Facebook’s struggle to define political speech is nothing new

May 3, 2019   •  By Brad Smith   •  

This piece originally appeared in Washington Examiner on May 1, 2019.

 

Oliver Wendell Holmes once said, “Every idea is an incitement.” Facebook founder Mark Zuckerberg expressed his dismay recently over the difficulty in defining political speech and called for more government regulation of internet communications:

“All of the laws around political advertising today primarily focus on a candidate and an election. … But that’s not, primarily, what we saw Russia trying to do. … What we saw them doing was talking about divisive political issues. … The current laws around what is political advertising don’t consider discussion of issues to be political. … You can’t say that an election is just some period before people go to vote. I mean, the kind of information operations that these folks are trying to do now are ongoing, permanently. … I just think we need new rules on this.”

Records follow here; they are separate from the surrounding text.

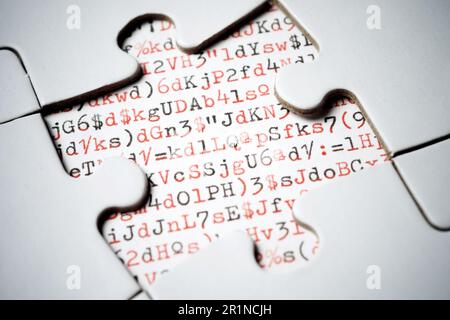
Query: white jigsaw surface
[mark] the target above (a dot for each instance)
(426, 172)
(398, 73)
(359, 240)
(42, 239)
(48, 245)
(37, 29)
(16, 91)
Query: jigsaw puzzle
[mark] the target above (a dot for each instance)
(208, 131)
(395, 72)
(220, 152)
(49, 234)
(78, 71)
(365, 241)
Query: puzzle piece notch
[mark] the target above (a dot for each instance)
(359, 240)
(64, 63)
(17, 94)
(427, 174)
(396, 72)
(49, 232)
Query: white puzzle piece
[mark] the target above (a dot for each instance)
(392, 60)
(83, 33)
(379, 247)
(16, 91)
(49, 237)
(426, 172)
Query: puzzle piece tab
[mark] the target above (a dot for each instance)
(394, 66)
(79, 33)
(16, 91)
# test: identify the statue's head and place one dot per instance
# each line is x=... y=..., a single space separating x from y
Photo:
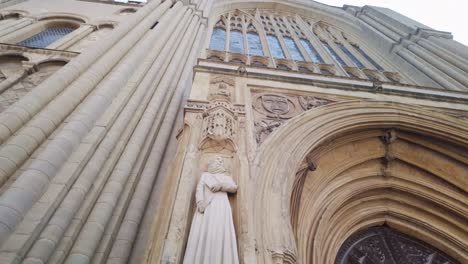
x=216 y=165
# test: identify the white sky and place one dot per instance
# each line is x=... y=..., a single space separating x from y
x=446 y=15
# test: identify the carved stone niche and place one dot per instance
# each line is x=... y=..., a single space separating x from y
x=221 y=88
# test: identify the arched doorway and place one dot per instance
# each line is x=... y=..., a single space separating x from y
x=383 y=244
x=349 y=166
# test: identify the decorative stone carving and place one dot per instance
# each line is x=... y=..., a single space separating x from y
x=218 y=125
x=221 y=88
x=273 y=110
x=212 y=238
x=310 y=102
x=384 y=245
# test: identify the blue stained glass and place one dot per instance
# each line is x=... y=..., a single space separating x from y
x=255 y=46
x=293 y=49
x=218 y=39
x=275 y=47
x=312 y=51
x=368 y=58
x=236 y=42
x=333 y=54
x=351 y=56
x=46 y=37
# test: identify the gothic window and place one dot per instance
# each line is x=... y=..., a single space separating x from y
x=255 y=46
x=218 y=39
x=275 y=47
x=312 y=51
x=236 y=42
x=333 y=53
x=351 y=56
x=386 y=245
x=368 y=58
x=293 y=49
x=46 y=37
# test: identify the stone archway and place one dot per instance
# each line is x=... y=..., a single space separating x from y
x=393 y=203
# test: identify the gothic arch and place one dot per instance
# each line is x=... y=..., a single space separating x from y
x=399 y=203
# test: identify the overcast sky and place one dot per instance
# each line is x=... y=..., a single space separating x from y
x=446 y=15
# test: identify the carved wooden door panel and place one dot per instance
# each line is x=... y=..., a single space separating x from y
x=383 y=245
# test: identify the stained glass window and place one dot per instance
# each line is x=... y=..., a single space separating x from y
x=312 y=51
x=293 y=49
x=218 y=39
x=236 y=42
x=351 y=56
x=275 y=47
x=333 y=54
x=255 y=46
x=46 y=37
x=368 y=58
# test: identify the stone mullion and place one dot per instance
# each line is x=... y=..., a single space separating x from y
x=283 y=45
x=85 y=72
x=7 y=30
x=316 y=43
x=53 y=156
x=244 y=34
x=102 y=211
x=73 y=37
x=228 y=34
x=444 y=54
x=429 y=70
x=297 y=40
x=438 y=63
x=263 y=40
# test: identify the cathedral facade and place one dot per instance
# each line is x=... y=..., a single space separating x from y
x=345 y=130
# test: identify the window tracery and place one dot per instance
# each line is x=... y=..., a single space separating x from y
x=266 y=38
x=46 y=37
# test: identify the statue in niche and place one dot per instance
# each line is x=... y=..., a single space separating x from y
x=212 y=238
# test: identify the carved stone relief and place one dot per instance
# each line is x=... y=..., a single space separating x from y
x=384 y=245
x=272 y=110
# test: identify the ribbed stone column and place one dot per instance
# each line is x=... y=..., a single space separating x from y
x=92 y=231
x=62 y=218
x=33 y=182
x=440 y=64
x=128 y=231
x=86 y=71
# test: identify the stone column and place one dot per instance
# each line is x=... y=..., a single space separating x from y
x=72 y=38
x=441 y=52
x=30 y=185
x=428 y=70
x=438 y=63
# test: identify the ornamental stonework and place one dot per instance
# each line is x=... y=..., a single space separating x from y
x=272 y=110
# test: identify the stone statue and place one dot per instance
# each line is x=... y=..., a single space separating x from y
x=212 y=238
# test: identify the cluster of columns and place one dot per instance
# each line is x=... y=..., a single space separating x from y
x=427 y=50
x=81 y=152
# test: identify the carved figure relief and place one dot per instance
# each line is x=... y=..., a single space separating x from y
x=310 y=102
x=218 y=125
x=273 y=110
x=384 y=245
x=212 y=238
x=221 y=88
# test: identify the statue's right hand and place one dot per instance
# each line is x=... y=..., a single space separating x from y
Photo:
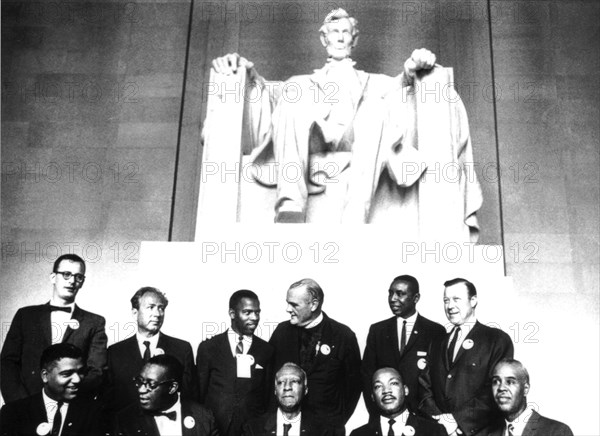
x=230 y=63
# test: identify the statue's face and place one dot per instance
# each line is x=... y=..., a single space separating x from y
x=338 y=39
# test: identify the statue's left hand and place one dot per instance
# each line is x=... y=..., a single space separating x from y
x=421 y=59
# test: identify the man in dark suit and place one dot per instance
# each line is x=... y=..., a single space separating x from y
x=457 y=383
x=58 y=408
x=160 y=411
x=400 y=342
x=289 y=419
x=510 y=386
x=388 y=393
x=35 y=328
x=235 y=368
x=325 y=349
x=125 y=358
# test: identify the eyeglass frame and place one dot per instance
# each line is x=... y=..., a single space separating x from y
x=139 y=382
x=79 y=278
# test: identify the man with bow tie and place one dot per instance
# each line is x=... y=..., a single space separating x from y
x=457 y=382
x=400 y=342
x=289 y=419
x=388 y=394
x=160 y=410
x=34 y=328
x=59 y=409
x=234 y=368
x=125 y=358
x=330 y=123
x=325 y=349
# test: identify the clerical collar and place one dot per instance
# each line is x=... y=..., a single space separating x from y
x=315 y=322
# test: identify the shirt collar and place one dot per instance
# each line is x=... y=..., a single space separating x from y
x=315 y=322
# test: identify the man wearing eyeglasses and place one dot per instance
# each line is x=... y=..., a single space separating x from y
x=125 y=358
x=59 y=409
x=160 y=410
x=34 y=328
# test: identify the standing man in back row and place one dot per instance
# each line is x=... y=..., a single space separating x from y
x=35 y=328
x=234 y=368
x=401 y=342
x=325 y=349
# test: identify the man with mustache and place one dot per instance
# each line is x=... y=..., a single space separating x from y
x=235 y=368
x=35 y=328
x=400 y=342
x=289 y=419
x=59 y=409
x=510 y=386
x=456 y=383
x=125 y=358
x=160 y=410
x=324 y=348
x=388 y=393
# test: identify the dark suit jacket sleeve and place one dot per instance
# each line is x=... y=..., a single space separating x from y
x=202 y=371
x=97 y=355
x=10 y=361
x=352 y=384
x=477 y=410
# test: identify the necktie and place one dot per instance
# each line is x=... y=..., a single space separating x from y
x=147 y=351
x=286 y=429
x=172 y=415
x=57 y=420
x=391 y=430
x=403 y=337
x=59 y=309
x=510 y=429
x=453 y=344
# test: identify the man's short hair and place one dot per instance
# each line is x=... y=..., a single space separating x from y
x=412 y=283
x=172 y=365
x=55 y=352
x=470 y=286
x=338 y=14
x=521 y=370
x=291 y=365
x=237 y=296
x=312 y=287
x=70 y=257
x=135 y=300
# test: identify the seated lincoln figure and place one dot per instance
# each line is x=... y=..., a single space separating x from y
x=339 y=122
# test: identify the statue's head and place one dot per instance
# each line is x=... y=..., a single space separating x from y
x=339 y=34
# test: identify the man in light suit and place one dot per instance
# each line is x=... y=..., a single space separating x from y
x=456 y=383
x=324 y=348
x=235 y=368
x=160 y=410
x=388 y=393
x=35 y=328
x=58 y=408
x=510 y=386
x=125 y=358
x=400 y=342
x=289 y=419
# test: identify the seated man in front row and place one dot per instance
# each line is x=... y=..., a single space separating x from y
x=160 y=411
x=389 y=394
x=58 y=409
x=288 y=420
x=510 y=386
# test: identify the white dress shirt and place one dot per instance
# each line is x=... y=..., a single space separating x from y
x=168 y=427
x=153 y=343
x=410 y=323
x=294 y=429
x=398 y=426
x=234 y=338
x=50 y=405
x=59 y=321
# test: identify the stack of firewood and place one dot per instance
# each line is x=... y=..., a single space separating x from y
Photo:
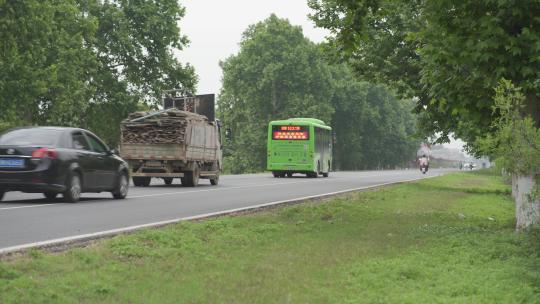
x=168 y=127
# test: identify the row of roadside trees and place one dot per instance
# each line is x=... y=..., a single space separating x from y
x=278 y=74
x=473 y=66
x=87 y=63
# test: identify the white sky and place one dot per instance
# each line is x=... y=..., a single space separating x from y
x=215 y=29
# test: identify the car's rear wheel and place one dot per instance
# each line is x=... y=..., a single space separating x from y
x=74 y=188
x=122 y=186
x=50 y=195
x=141 y=181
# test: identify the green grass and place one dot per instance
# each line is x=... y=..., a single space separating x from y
x=444 y=240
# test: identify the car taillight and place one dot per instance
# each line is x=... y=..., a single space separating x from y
x=44 y=153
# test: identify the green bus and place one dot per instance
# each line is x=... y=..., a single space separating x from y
x=299 y=145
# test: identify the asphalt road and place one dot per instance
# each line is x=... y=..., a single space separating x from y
x=29 y=218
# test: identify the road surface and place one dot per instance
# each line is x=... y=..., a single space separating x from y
x=29 y=218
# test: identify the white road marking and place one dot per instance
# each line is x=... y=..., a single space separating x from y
x=112 y=232
x=172 y=193
x=32 y=206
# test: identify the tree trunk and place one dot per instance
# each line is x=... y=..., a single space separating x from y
x=527 y=207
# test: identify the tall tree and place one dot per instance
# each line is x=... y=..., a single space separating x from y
x=465 y=49
x=277 y=74
x=451 y=54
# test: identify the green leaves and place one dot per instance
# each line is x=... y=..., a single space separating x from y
x=64 y=61
x=279 y=74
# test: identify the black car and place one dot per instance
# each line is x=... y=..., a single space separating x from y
x=53 y=160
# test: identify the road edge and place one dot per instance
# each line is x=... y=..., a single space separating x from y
x=62 y=244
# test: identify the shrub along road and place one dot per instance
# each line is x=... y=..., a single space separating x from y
x=449 y=239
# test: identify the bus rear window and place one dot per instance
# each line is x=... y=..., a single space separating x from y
x=290 y=133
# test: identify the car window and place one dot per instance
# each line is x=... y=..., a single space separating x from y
x=31 y=137
x=96 y=144
x=79 y=141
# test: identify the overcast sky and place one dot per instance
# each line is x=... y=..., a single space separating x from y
x=215 y=28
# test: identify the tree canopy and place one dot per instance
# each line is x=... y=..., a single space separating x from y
x=87 y=63
x=279 y=74
x=450 y=54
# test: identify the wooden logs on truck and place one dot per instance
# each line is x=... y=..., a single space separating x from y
x=165 y=127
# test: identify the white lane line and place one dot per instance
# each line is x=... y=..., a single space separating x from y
x=206 y=190
x=172 y=193
x=32 y=206
x=112 y=232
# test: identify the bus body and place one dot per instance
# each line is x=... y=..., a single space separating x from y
x=299 y=145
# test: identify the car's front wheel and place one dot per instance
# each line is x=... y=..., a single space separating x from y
x=122 y=186
x=74 y=188
x=50 y=195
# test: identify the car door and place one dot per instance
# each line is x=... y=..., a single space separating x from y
x=106 y=169
x=85 y=158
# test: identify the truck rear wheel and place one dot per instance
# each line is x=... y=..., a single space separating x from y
x=141 y=181
x=191 y=178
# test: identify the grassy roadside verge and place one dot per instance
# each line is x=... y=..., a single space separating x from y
x=444 y=240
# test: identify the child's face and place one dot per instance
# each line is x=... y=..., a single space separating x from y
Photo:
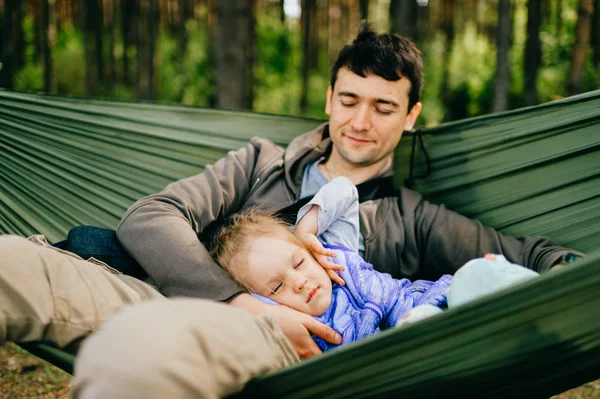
x=288 y=274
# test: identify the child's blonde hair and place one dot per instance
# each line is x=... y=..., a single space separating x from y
x=232 y=240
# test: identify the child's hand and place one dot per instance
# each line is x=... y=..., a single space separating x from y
x=321 y=254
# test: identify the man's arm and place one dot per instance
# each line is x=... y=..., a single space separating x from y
x=447 y=240
x=337 y=215
x=162 y=231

Mr. Zuckerberg, meet the real world.

The question of what should be regulated as “political” speech may be new to Facebook, but it has vexed campaign finance reformers for decades. The Supreme Court has repeatedly faced this issue, most notably in the 1976 case, Buckley v. Valeo. There, the court wrestled with language in the Federal Election Campaign Act that regulated spending by any person or organization on speech “relative to” a candidate for office. As the court noted, “No speaker, in such circumstances, safely could assume that anything he might say upon [a] general subject would not be understood by some as an invitation [to vote for a particular candidate].”

Candidates’ reputations are often closely tied to specific issues; speech “relative to” a candidate could include anything from discussion of tax rates to government corruption to climate change.

If any speech “relative to” a candidate, or the “discussion of issues” (to use Zuckerberg’s phrase) can be regulated because it is “political,” what is left of the First Amendment? The constitutional protections for freedom of speech, press, assembly, and petition were designed to protect, most importantly, speech about public affairs. The Supreme Court’s compromise answer in Buckley was to interpret the statute as applying only to direct financial contributions to candidates and political parties, and speech that specifically advocated the election or defeat of candidates with phrases such as “vote for” and “vote against.” It chose those categories because they presented the greatest possibility of quid pro quo corruption — trading votes for campaign favors.

Buckley’s refusal to let campaign finance laws swallow the First Amendment whole is one of the most important the court has ever made. So when Mr. Zuckerberg calls on the government to regulate “discussion of issues,” he is calling for massive government regulation of the marketplace of ideas.

He is asking the federal government to set broad standards on what Americans can say about public affairs, how they can finance their public communications, and what they must report about their associations and discussions to the government.

That is the catch: Zuckerberg may be aiming at foreign interference, but the regulatory burden is going to fall mainly on citizens who seek to speak about candidates, elections, and public affairs.

That this discussion was sparked by a piddling amount of Russian spending on bad memes in the 2016 election is particularly shameful. Buckley was decided at the height of the Cold War, when the Soviet Union was at its acme of power. Vietnam had collapsed; Cuban troops were fighting offensive actions in civil wars in Africa. Many experts expected that the Soviets would soon gain military superiority over the United States. Among other efforts to interfere in U.S. elections, in 1976, fearing that anti-communist Democrat Henry “Scoop” Jackson might win the presidency, the KGB forged FBI paperwork to make it appear Jackson was secretly gay and sent the fake reports to newspapers around the United States.

Yet even then, the court carefully guarded our First Amendment rights. The idea that we should now regulate the speech of Americans because Russia spent a few hundred thousand dollars on internet ads ought to strike us as absurd. But that’s what Zuckerberg, and, we should note, Democrats in Congress, are proposing.

The problem with trying to more broadly define “political” speech is, as Holmes said, that “every idea is an incitement.” The issue Zuckerberg identifies is not new. The question is whether, 30 years after victory in the Cold War, we are going to let a ham-fisted effort by the rump state of the Soviet Union cause us to surrender our First Amendment liberties.